Publication Alert: Analyzing Nate in Ted Lasso
‘You are Nathan F*cking Shelley!’: Orientalism, White Saviourism, and the Radicalization of Nate in Ted Lasso
This was a really cool one: I recently published an analysis of Ted Lasso that I wrote with Dr. Adam Ali (Western University). We take a close look at the show’s portrayal of Nathan Shelley (played by Nick Mohammed), the loveable kit man turned assistant coach turned villainous rival manager turned loveable (and remorseful) kit man. We look at Nate’s story arc through the lens of Orientalism and how the character risks reproducing racial stereotypes and tropes of Muslim radicalization. To be clear, Adam and I both LOVED Ted Lasso, but couldn’t ignore our concerns with the show’s representation of its one Brown main character.

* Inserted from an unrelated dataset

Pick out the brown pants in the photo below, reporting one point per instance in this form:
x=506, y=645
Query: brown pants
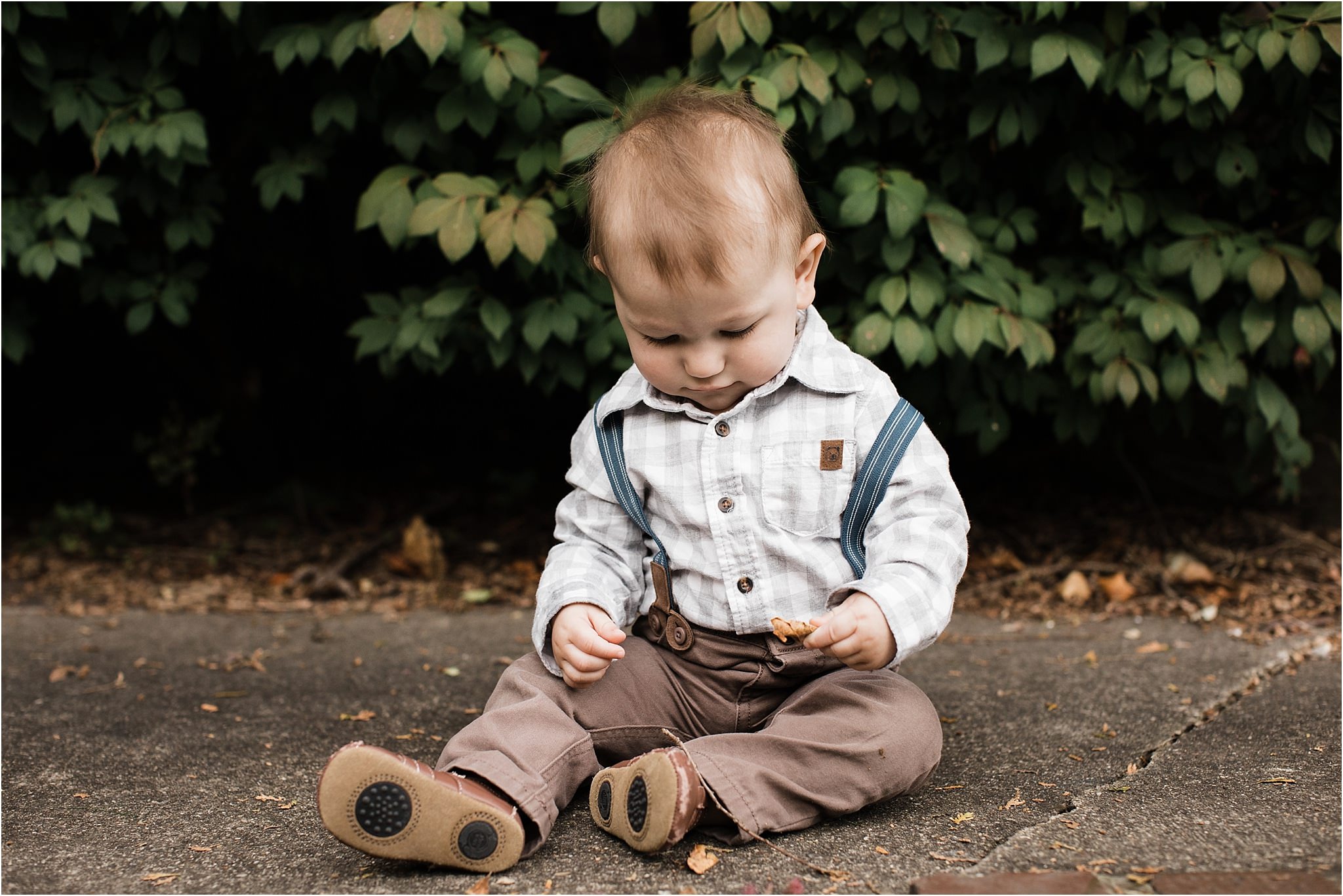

The piece was published as part of the Racism by Context collection with Oxford Academic Press. The media, entertainment and sport section of Racism by Context was edited by Dr. Janelle Joseph and Dr. Shakuntala Banaji.
Here is the abstract:
This paper analyses the representation of Nathan Shelley, a central racialized character in the Emmy-award winning television series Ted Lasso who becomes an assistant coach of AFC Richmond after being discovered by the show’s protagonist, Ted, but later betrays his mentor. It argues that Ted Lasso reproduces stereotypically gendered understandings of Muslim identity by portraying Nate’s character through a form of ambivalent masculinity and inept heterosexuality that reinforces Orientalist conceptions of Muslim—and ‘Muslim-looking’—men. These portrayals of Nate, and his eventual villainous turn, mirrors racialized understandings of Muslim radicalization in the post-9/11 era involving the construction of Muslim-looking subjects (but mostly men) as inherently suspicious. As such, Nate’s ambiguous Brownness and the show’s colour-blind writing of his character’s backstory combine to construct him as a vulnerable but risky subject whose proper development is dependent on Ted Lasso’s white protagonists. The show’s racial boundaries produced in Nate’s character arc, which reproduce colonial logics, draw civilizational differences between Westerners and development subjects, the latter of whom require intervention and modernization within the Western world. At the same time, this character arc amplifies Western anxieties about the ‘inherent’ riskiness of Brown, Muslim-looking men in the post-9/11 era. As such, this analysis of Nate unsettles Ted Lasso and casts a shadow over its progressive, ‘feel-good’ message of hope and optimism by demonstrating how the show promotes a racialized construction of Nate as an emasculated, dangerous, and ahistorical subject.